Wo Angestellte in der Privatwirtschaft meistens nur hören: „Reisende soll man nicht aufhalten“, wenn sie ihrem Arbeitgeber mitteilen, kündigen zu wollen, bemühen sich beim BFD rund 800 Mitarbeiter darum, den Soldaten das Gehen leicht zu machen. Sie erhalten Zugang zu Fortbildungen, bekommen Praktika und Arbeitsplätze vermittelt und vieles mehr.
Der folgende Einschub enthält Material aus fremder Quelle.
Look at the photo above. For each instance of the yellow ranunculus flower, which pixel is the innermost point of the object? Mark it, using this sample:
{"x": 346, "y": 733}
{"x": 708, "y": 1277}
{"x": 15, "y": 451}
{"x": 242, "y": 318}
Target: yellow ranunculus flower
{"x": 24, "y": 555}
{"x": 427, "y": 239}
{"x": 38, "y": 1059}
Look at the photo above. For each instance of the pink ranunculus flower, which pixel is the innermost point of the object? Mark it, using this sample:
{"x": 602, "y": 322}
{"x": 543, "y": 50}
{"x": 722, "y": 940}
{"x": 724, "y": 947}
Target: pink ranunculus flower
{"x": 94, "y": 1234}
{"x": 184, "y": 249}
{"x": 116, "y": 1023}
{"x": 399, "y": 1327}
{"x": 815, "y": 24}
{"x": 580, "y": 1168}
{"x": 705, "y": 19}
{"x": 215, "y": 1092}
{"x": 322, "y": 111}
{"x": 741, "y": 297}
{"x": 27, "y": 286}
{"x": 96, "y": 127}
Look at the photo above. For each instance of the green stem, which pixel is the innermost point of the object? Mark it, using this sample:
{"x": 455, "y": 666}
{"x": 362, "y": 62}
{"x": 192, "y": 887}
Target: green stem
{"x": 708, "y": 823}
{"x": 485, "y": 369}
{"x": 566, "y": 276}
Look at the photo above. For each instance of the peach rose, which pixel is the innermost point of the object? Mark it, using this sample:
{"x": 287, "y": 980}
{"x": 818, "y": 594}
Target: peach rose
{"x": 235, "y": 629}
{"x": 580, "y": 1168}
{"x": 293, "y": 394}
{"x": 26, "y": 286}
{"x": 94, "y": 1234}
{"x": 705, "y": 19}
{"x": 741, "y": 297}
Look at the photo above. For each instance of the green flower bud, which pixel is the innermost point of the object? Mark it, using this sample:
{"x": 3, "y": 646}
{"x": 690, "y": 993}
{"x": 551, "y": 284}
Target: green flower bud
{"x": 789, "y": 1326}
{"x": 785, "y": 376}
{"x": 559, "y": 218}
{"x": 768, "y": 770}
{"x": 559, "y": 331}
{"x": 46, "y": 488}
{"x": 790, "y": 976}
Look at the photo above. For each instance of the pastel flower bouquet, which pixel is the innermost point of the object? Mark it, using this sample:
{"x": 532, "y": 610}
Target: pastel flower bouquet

Übergangsgeld, sogenannte Übergangsgebührnisse, die in der Regel 75 Prozent der Dienstbezüge des letzten Monats betragen, werden an Zeitsoldaten, die zwölf Jahre und länger dabei waren, bis zu 60 Monate gezahlt.

„Und wenn’s mit der Selbstständigkeit nicht klappt, besteht sogar die Möglichkeit zurückzukehren“, sagt Nowak – auch hier ist die Bundeswehr großzügig und bietet den sogenannten Wiedereinstellern an, mit dem bis dato erlangten Dienstgrad oder höher zurückzukommen.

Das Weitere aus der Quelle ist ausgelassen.